Voi di solito siete abituati a girare il mondo per locali e festival importanti, cosa che evidentemente nel corso dell’ultimo anno non avete potuto fare. Come avete riorganizzato la vostra vita professionale in questo periodo, dovendo rinunciare ai live?

K L’aspetto più visibile è la nostra routine di sveglia, che ha avuto un forte cambio in positivo. Fare anche due o tre serate a settimana tirando fino alle 6 di mattina ti porta via la capacità di svegliarti in maniera regolare. Adesso invece riusciamo a lavorare da mattina a sera, con orari giusti, aumentando in positivo il nostro approccio metodico al lavoro in studio. Ci sentiamo molto più creativi e produttivi.

Da tre anni voi fate parte di casa Universal, però prosegue anche il vostro rapporto con la mitica Spinnin’ Records, tant’è che è con quella label che avete pubblicato il precedente singolo Do It. Mi raccontate un po’ le soddisfazioni che vi ha regalato il percorso fatto con quell’etichetta?

K Sono stati i primi a firmare una nostra canzone, tra l’altro in un pool: era una sorta di contest. Ricordo che dopo un paio di settimane contattò una piccola etichetta che voleva pubblicare il pezzo, così noi pensammo “meglio di niente” e chiedemmo alla Spinnin’ di toglierla dal contest. Ma a quel punto ci scrissero dicendo che la volevano loro! Quindi da lì è nato il rapporto. Chissà se non gli avessimo detto che volevamo ritirarci… (ride, ndr)

Voi l’anno scorso avete firmato la produzione di No Grazie di Junior Cally, e in generale gli anni recenti ci hanno dimostrato che i producer sono sempre più protagonisti a Sanremo. Questa vostra “partecipazione” al Festival come è stata? E in generale che tipo di esperienza è Sanremo per un producer?

K Sicuramente è stata una cosa nuova. Ci piace molto Sanremo, l’abbiamo sempre seguito ma ovviamente non conoscevamo bene tutte le sue dinamiche.
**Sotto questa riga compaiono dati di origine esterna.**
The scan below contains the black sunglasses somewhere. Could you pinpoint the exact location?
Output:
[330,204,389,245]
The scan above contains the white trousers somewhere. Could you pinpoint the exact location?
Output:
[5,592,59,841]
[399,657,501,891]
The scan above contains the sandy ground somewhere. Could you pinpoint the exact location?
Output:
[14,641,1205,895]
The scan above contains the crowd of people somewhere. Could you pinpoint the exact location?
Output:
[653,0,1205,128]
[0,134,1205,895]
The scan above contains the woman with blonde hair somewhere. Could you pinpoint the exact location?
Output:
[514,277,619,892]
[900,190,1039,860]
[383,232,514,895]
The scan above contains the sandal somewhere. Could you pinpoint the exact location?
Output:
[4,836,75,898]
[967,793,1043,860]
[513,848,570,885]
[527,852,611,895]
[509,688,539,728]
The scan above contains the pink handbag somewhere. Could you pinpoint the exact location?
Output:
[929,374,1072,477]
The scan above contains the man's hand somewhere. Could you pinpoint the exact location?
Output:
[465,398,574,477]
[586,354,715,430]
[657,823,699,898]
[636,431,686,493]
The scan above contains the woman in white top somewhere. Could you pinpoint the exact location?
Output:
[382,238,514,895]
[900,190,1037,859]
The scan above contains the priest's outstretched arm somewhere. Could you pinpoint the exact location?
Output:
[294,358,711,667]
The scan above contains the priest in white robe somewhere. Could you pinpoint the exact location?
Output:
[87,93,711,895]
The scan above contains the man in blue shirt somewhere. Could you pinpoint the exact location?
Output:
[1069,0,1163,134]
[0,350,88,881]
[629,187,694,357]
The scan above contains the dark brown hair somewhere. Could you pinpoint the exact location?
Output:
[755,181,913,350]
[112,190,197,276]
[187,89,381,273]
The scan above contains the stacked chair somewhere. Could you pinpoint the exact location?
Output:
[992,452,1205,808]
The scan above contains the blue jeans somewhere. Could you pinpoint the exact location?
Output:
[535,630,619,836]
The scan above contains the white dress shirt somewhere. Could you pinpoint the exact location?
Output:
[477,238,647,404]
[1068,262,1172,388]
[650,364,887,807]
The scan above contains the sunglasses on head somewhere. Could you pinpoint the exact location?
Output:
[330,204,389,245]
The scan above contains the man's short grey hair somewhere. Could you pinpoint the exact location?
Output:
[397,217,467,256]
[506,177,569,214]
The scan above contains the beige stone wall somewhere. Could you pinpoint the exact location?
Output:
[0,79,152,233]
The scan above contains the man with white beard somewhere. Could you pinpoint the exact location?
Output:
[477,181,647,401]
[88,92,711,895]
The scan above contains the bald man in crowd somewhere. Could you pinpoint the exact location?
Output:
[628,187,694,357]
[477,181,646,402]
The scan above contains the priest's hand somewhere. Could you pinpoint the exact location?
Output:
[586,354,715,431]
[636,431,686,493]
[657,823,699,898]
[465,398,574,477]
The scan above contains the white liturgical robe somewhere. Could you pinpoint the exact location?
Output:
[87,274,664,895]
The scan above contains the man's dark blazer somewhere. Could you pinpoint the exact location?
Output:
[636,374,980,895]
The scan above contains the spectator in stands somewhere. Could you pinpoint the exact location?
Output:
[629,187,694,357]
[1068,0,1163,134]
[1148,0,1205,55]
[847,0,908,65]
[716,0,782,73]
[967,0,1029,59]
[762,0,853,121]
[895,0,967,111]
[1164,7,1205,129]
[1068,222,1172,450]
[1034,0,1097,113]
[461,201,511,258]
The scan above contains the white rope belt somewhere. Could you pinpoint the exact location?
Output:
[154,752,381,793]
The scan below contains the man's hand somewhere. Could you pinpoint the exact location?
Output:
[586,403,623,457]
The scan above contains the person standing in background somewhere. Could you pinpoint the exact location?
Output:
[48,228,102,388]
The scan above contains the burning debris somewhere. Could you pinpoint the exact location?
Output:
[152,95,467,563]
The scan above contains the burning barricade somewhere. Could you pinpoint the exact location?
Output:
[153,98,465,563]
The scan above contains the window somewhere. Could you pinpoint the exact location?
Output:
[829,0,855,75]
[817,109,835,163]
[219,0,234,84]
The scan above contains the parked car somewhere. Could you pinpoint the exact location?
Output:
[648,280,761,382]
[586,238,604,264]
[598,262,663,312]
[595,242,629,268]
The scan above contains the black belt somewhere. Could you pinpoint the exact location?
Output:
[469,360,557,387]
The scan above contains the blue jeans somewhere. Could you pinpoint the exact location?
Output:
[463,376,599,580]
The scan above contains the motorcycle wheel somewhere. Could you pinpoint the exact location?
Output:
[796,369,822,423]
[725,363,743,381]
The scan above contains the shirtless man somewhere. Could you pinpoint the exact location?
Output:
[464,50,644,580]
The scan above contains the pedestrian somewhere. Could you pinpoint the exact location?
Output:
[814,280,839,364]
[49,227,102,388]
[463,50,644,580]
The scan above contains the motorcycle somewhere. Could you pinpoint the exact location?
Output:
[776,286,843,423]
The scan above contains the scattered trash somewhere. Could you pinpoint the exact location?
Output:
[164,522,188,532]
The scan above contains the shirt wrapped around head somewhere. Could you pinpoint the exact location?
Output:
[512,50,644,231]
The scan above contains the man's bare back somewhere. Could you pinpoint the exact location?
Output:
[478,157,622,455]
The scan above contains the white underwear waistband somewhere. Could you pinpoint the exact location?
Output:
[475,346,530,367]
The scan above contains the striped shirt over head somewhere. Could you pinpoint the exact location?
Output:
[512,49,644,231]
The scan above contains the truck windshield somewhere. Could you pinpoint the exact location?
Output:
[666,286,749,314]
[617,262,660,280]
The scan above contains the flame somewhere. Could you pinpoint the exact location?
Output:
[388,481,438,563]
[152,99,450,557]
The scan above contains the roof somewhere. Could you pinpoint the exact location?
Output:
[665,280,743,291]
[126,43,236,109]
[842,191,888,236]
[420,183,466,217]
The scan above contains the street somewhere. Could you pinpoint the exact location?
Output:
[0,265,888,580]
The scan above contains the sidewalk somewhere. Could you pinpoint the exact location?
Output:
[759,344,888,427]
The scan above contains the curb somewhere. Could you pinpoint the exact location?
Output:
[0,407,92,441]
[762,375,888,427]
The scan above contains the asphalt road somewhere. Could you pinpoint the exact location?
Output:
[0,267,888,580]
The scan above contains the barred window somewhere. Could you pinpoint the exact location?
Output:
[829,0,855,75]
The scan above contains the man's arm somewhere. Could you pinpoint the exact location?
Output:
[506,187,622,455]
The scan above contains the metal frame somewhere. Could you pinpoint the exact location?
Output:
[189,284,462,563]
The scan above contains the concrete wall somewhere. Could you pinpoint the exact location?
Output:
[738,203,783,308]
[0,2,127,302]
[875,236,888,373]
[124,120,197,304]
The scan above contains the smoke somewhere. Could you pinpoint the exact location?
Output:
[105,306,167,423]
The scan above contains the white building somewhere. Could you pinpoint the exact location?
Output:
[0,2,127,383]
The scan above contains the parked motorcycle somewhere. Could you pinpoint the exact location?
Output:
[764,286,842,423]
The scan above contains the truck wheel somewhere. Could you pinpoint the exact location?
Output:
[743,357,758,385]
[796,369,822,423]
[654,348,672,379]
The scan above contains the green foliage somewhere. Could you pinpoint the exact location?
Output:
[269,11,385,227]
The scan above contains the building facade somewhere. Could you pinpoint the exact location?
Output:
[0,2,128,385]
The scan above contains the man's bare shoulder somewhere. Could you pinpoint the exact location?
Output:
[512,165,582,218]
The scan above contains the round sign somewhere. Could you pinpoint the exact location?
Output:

È vero che nell’ultimo periodo i produttori sono diventati sempre più protagonisti, quindi abbiamo voluto fare quest’esperienza con la canzone di Junior Cally, sulla quale purtroppo hanno poi prevalso le varie polemiche.

M Diciamo che siamo partiti col botto, dai!

K Comunque ci piacerebbe rimetterci in gioco e portare nuovo contenuto artistico all’interno del Festival, in futuro.